简体   繁体   English

Beautifulsoup object 不包含来自网页的完整表格,而是抓取前 100 行

[英]Beautifulsoup object does not contain full table from webpage, instead grabs first 100 rows

I am attempting to scrape tables from the website spotrac.com and save the data to a pandas dataframe.我正在尝试从网站 spotrac.com 抓取表格并将数据保存到 pandas dataframe。 For whatever reason, if the table I am scraping is over 100 rows, the BeautifulSoup object only appears to grab the first 100 rows of the table.无论出于何种原因,如果我正在抓取的表超过 100 行,则 BeautifulSoup object 似乎只抓取了表的前 100 行。 If you run my code below, you'll see that the resulting dataframe has only 100 rows, and ends with "David Montgomery."如果您在下面运行我的代码,您会看到生成的 dataframe 只有 100 行,并以“David Montgomery”结尾。 If you visit the webpage ( https://www.spotrac.com/nfl/rankings/2019/base/running-back/ ) and ctrl+F "David Montgomery", you'll see that there are additional rows.如果您访问网页 ( https://www.spotrac.com/nfl/rankings/2019/base/running-back/ ) 和 ctrl+F "David Montgomery",您会看到还有其他行。 If you change the webpage in the get row of the code to "https://www.spotrac.com/nfl/rankings/2019/base/wide-receiver/" you'll see that the same thing happens.如果您将代码获取行中的网页更改为“https://www.spotrac.com/nfl/rankings/2019/base/wide-receiver/”,您会看到同样的事情发生。 Only the first 100 rows are included in the BeautifulSoup object and in the dataframe.只有前 100 行包含在 BeautifulSoup object 和 dataframe 中。

import pandas as pd
import requests, lxml.html
from bs4 import BeautifulSoup

# Begin requests session
with requests.session() as s:
        # Get page
        r = s.get('https://www.spotrac.com/nfl/rankings/2019/base/running-back/')
            
        # Get page content, find first table, and save to df
        soup = BeautifulSoup(r.content,'lxml')
        table = soup.find_all('table')[0]
        df_list = pd.read_html(str(table))
        df = df_list[0]

I have read that changing the parser can help.我读过更改解析器会有所帮助。 I have tried using different parsers by replacing the BeautifulSoup object code with the following:我尝试通过将 BeautifulSoup object 代码替换为以下代码来使用不同的解析器:

soup = BeautifulSoup(r.content,'html5lib')
soup = BeautifulSoup(r.content,'html.parser')

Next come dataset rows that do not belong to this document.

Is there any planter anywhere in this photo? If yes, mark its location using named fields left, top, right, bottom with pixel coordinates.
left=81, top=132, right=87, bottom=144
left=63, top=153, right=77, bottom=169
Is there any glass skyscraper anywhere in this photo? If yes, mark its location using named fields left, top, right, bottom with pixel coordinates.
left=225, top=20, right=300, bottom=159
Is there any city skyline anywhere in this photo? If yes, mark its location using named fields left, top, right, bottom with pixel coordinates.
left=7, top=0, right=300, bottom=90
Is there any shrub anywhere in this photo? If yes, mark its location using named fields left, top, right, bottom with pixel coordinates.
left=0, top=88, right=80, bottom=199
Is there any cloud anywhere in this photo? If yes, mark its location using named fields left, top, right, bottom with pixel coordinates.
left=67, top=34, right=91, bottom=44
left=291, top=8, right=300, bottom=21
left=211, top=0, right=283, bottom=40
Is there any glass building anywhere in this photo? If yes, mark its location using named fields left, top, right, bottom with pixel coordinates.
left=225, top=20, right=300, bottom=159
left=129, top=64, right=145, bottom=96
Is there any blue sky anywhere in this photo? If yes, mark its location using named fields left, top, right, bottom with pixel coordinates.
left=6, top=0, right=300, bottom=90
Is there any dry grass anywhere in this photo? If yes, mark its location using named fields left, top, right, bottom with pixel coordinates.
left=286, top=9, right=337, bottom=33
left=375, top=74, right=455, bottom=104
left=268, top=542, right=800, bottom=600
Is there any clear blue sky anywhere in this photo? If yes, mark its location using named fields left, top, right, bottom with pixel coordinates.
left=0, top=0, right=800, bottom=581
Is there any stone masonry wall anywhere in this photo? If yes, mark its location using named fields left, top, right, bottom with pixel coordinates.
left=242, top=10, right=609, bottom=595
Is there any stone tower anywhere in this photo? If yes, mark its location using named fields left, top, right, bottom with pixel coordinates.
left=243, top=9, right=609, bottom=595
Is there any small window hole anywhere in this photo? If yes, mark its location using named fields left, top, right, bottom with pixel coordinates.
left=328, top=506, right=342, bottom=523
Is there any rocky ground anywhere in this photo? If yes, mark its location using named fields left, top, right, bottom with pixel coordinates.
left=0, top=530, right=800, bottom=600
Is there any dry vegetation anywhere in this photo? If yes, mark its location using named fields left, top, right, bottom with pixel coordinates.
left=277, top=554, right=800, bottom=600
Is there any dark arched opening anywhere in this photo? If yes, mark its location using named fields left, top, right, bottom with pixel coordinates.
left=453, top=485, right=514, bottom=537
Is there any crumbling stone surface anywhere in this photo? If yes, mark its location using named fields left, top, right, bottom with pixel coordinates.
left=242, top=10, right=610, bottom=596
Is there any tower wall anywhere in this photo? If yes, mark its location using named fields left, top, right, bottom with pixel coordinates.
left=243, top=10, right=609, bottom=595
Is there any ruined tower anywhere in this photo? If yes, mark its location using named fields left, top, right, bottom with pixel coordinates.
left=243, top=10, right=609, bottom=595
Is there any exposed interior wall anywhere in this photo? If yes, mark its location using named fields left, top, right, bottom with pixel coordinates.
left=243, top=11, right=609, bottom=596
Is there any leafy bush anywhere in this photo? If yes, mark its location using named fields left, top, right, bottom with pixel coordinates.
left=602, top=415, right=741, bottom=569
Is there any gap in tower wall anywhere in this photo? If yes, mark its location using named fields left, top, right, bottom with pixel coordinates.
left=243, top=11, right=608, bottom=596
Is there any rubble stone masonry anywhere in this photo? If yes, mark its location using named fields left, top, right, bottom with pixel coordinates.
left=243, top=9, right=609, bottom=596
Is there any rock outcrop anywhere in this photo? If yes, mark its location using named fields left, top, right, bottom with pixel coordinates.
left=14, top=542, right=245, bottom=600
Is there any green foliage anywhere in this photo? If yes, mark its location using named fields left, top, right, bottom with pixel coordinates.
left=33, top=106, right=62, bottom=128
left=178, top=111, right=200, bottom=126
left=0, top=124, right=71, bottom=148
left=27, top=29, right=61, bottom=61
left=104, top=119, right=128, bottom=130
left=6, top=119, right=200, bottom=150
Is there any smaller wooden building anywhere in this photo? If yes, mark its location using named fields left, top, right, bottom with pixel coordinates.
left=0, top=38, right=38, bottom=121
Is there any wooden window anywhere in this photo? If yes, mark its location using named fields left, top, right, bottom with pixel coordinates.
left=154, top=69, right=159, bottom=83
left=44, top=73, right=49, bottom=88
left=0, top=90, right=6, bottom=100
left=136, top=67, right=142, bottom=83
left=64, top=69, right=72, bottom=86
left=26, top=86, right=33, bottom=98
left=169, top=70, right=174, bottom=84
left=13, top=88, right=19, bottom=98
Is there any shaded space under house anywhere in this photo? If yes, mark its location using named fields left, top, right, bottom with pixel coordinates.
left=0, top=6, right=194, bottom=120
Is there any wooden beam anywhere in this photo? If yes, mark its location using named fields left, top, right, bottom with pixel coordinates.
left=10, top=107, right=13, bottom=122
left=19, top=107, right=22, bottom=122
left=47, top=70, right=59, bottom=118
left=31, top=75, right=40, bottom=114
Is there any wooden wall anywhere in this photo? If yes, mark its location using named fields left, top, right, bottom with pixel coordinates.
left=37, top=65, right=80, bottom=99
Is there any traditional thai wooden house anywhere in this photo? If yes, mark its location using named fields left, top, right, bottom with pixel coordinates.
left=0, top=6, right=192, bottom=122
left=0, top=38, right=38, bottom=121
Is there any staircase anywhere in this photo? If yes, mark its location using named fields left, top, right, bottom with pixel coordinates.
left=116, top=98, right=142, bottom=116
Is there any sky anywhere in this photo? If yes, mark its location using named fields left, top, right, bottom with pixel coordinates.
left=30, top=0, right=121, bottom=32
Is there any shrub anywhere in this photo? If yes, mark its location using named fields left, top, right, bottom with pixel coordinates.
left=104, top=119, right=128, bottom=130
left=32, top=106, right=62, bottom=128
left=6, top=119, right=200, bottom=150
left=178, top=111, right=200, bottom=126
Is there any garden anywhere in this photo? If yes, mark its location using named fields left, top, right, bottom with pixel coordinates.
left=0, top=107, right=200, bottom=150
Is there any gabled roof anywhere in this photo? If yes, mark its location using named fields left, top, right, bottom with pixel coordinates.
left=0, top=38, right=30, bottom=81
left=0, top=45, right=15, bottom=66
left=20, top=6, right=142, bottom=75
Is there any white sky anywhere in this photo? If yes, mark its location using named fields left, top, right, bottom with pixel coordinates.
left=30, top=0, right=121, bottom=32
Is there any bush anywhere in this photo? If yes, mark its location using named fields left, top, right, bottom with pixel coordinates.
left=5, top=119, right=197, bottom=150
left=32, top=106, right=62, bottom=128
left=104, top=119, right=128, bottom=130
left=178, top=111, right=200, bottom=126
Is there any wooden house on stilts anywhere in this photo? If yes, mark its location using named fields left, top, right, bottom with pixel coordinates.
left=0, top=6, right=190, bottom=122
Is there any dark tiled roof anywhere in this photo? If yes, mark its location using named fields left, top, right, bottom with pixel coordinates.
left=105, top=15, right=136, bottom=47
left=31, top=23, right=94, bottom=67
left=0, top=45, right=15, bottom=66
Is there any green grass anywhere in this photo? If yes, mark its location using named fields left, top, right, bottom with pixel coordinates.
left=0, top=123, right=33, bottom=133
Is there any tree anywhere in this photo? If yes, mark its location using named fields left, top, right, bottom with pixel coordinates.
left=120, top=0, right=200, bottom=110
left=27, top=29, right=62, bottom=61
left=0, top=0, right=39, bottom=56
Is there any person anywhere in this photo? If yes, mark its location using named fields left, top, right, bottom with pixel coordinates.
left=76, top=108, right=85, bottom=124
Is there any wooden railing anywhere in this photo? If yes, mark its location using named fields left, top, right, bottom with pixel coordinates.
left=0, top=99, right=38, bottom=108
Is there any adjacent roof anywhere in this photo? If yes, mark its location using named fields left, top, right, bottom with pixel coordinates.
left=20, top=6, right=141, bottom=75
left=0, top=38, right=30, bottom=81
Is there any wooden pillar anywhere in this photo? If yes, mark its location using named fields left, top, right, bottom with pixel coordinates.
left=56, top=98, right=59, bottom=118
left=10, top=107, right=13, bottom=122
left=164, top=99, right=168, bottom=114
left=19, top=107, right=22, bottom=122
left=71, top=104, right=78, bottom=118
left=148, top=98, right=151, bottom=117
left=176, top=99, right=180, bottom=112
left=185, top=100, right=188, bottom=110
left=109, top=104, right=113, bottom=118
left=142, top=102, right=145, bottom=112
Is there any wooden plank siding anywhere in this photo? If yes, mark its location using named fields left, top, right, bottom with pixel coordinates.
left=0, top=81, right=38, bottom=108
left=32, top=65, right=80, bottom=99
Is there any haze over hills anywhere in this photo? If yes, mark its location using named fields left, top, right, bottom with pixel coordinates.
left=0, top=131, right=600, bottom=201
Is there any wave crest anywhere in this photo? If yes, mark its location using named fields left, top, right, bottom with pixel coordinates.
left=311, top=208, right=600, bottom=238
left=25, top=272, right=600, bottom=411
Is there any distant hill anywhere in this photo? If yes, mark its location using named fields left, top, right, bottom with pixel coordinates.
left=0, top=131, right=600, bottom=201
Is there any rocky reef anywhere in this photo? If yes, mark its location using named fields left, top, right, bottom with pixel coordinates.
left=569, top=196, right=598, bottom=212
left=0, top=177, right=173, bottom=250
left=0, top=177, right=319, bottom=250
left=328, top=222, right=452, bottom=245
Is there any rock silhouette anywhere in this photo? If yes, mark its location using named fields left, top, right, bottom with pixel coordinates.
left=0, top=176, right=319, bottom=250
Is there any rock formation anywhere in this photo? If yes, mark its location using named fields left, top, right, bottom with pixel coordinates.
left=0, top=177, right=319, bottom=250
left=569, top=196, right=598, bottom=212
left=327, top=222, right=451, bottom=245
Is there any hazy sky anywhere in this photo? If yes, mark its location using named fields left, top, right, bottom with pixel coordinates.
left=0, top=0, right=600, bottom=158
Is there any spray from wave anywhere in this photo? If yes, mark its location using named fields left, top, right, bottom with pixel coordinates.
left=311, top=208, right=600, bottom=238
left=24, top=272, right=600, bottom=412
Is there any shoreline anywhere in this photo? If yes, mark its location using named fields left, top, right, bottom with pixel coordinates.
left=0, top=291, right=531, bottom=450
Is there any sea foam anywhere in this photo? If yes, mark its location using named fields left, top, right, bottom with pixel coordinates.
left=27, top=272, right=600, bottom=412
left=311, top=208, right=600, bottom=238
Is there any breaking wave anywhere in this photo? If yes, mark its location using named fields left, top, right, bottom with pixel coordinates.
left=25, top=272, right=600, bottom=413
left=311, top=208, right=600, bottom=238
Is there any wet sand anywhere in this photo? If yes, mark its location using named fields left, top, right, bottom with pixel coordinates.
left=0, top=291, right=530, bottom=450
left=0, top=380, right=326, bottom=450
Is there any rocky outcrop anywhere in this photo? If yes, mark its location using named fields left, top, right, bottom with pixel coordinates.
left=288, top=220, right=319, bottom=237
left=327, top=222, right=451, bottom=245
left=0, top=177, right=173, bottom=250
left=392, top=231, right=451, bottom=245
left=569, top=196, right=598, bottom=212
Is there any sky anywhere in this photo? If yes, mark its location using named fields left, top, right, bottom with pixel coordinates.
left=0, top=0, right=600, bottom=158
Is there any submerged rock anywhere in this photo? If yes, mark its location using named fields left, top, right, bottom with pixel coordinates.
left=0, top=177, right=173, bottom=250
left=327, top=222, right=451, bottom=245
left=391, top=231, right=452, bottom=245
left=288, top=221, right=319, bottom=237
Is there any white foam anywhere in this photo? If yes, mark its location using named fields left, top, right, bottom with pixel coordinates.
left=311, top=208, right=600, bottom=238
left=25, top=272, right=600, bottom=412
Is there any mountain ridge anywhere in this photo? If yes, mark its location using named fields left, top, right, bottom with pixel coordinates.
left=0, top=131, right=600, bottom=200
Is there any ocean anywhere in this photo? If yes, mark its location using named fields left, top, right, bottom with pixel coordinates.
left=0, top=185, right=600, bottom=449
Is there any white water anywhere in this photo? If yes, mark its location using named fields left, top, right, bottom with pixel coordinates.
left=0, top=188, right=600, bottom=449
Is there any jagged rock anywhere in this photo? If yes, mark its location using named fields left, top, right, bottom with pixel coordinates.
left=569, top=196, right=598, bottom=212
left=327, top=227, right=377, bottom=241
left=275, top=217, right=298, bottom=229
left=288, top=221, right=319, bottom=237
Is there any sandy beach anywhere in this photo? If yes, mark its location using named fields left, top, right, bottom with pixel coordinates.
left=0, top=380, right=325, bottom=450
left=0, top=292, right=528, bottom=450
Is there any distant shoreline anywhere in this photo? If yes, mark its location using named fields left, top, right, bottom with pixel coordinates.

Neither of these changes worked.这些变化都没有奏效。 I have run "pip install html5lib" and "pip install lxml" and confirmed that both were already installed.我已经运行“pip install html5lib”和“pip install lxml”并确认两者都已安装。

This page uses JavaScript to load extra data.此页面使用JavaScript加载额外数据。

In DevTools in Firefox / Chrome you can see it sends POST request with extra information {'ajax': True, 'mobile': False}DevTools / ChromeFirefox中,您可以看到它发送带有额外信息的POST请求{'ajax': True, 'mobile': False}

import pandas as pd
import requests, lxml.html
from bs4 import BeautifulSoup

with requests.session() as s:
    
    r = s.post('https://www.spotrac.com/nfl/rankings/2019/base/running-back/', data={'ajax': True, 'mobile': False})
        
    # Get page content, find first table, and save to df
    soup = BeautifulSoup(r.content, 'lxml')
    table = soup.find_all('table')[0]
    df_list = pd.read_html(str(table))
    df = df_list[0]
    print(df)
    

I suggest you use request-html我建议你使用 request-html

import pandas as pd
from bs4 import BeautifulSoup
from requests_html import HTMLSession


if __name__ == "__main__":
    # Begin requests session
    s = HTMLSession()
    # Get page
    r = s.get('https://www.spotrac.com/nfl/rankings/2019/base/running-back/')
    r.html.render()
    # Get page content, find first table, and save to df
    soup = BeautifulSoup(r.html.html, 'lxml')
    table = soup.find_all('table')[0]
    df_list = pd.read_html(str(table))
    df = df_list[0]

Then you will get 140 lines.然后你会得到 140 行。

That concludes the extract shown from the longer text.